Główne pojęcia
This paper presents the first monitoring algorithm for the expressive class of second-order hyperproperties, which can capture complex system properties like common knowledge that cannot be expressed in first-order logics.
Streszczenie
The paper introduces Hyper2LTL𝑓, a temporal logic that extends HyperLTL with second-order quantification over sets of traces. It studies the monitoring problem in two execution models: the parallel model with a fixed number of traces, and the sequential model with an unbounded number of traces observed one by one.
For the parallel model, the authors show that monitoring second-order hyperproperties can be reduced to monitoring first-order hyperproperties. For the sequential model, they present a monitoring algorithm that handles second-order quantification efficiently by exploiting optimizations based on monotonicity of subformulas, graph-based storing of executions, and fixpoint hashing.

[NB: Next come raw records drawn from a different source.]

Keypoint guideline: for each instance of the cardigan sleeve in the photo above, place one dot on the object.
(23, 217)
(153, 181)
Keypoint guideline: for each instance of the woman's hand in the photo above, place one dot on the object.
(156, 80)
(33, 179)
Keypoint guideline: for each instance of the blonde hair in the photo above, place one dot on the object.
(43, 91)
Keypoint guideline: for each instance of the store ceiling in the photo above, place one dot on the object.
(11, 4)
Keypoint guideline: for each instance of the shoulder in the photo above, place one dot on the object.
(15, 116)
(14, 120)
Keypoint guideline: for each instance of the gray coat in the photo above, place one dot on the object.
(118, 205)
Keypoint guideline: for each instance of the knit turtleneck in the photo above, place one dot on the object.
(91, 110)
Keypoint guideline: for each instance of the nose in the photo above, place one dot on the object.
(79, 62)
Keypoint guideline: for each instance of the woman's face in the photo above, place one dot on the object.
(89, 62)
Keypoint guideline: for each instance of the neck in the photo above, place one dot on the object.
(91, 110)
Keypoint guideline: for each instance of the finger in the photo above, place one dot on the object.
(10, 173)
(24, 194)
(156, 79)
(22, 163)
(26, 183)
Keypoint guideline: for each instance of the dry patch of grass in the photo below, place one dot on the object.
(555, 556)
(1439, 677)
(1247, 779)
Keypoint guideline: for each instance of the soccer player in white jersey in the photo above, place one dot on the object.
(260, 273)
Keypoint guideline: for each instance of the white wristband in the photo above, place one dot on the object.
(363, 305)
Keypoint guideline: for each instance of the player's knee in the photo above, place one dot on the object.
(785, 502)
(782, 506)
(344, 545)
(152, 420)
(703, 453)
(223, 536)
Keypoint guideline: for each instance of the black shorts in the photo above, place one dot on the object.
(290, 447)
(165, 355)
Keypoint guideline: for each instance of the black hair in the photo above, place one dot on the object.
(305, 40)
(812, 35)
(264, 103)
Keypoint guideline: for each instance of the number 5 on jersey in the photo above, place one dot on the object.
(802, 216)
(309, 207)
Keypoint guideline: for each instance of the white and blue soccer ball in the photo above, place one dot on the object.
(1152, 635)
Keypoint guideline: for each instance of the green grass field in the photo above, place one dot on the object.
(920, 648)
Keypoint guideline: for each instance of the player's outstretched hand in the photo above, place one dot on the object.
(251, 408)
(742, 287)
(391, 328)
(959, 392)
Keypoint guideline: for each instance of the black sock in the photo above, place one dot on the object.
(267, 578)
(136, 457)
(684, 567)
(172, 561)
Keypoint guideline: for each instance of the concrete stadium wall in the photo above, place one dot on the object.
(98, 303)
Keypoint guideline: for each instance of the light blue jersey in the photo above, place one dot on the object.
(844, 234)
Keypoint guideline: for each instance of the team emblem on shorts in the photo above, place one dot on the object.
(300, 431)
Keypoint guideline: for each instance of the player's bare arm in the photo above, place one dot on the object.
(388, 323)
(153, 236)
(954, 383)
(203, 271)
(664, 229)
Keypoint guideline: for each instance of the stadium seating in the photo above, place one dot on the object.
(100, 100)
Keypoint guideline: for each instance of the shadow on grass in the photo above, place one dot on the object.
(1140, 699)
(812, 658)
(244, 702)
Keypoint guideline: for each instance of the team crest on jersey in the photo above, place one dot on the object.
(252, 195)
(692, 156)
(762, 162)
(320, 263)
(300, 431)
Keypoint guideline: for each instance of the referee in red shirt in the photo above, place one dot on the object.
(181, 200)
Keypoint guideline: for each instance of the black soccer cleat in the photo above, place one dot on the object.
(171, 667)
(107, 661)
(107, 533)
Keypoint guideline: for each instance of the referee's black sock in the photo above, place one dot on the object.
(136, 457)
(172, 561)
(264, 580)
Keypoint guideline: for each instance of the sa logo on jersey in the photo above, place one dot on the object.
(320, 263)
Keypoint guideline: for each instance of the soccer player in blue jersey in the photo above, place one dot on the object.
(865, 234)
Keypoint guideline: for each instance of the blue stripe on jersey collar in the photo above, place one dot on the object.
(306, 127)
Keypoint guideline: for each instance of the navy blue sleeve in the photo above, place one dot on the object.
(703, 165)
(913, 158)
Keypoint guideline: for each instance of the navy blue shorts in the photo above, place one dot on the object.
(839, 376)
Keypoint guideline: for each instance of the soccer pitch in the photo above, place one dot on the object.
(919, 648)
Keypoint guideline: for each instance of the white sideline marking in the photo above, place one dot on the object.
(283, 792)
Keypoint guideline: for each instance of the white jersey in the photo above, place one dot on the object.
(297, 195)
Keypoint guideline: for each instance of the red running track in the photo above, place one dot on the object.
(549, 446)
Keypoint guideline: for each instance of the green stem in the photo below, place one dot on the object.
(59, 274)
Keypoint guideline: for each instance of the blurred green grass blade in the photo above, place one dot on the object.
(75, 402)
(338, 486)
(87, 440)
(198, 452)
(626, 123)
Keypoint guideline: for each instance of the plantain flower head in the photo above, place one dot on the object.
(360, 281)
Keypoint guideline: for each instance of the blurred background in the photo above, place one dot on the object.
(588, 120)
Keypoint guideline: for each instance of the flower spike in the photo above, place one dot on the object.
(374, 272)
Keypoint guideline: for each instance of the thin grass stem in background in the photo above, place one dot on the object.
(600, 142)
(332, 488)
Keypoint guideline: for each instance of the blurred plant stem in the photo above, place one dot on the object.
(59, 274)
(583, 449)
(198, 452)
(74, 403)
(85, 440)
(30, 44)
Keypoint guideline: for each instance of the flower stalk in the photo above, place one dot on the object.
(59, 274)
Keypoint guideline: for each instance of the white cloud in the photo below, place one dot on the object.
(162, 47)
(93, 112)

The algorithm has been implemented in a tool called MoSo and evaluated on several benchmarks, including examples from common knowledge and planning.
Statystyki
Monitoring second-order hyperproperties is undecidable in the sequential model in general.
The authors identify a practically relevant class of monotone second-order hyperproperties that can be monitored effectively.
Experimental results on benchmarks show the feasibility of the proposed monitoring approach.
Cytaty
"Hyperproperties express the relationship between multiple executions of a system. This is needed in many AI-related fields, such as knowledge representation and planning, to capture system properties related to knowledge, information flow, and privacy."
"Second-order hyperproperties include system properties like common knowledge, which cannot be expressed in first-order logics like HyperLTL."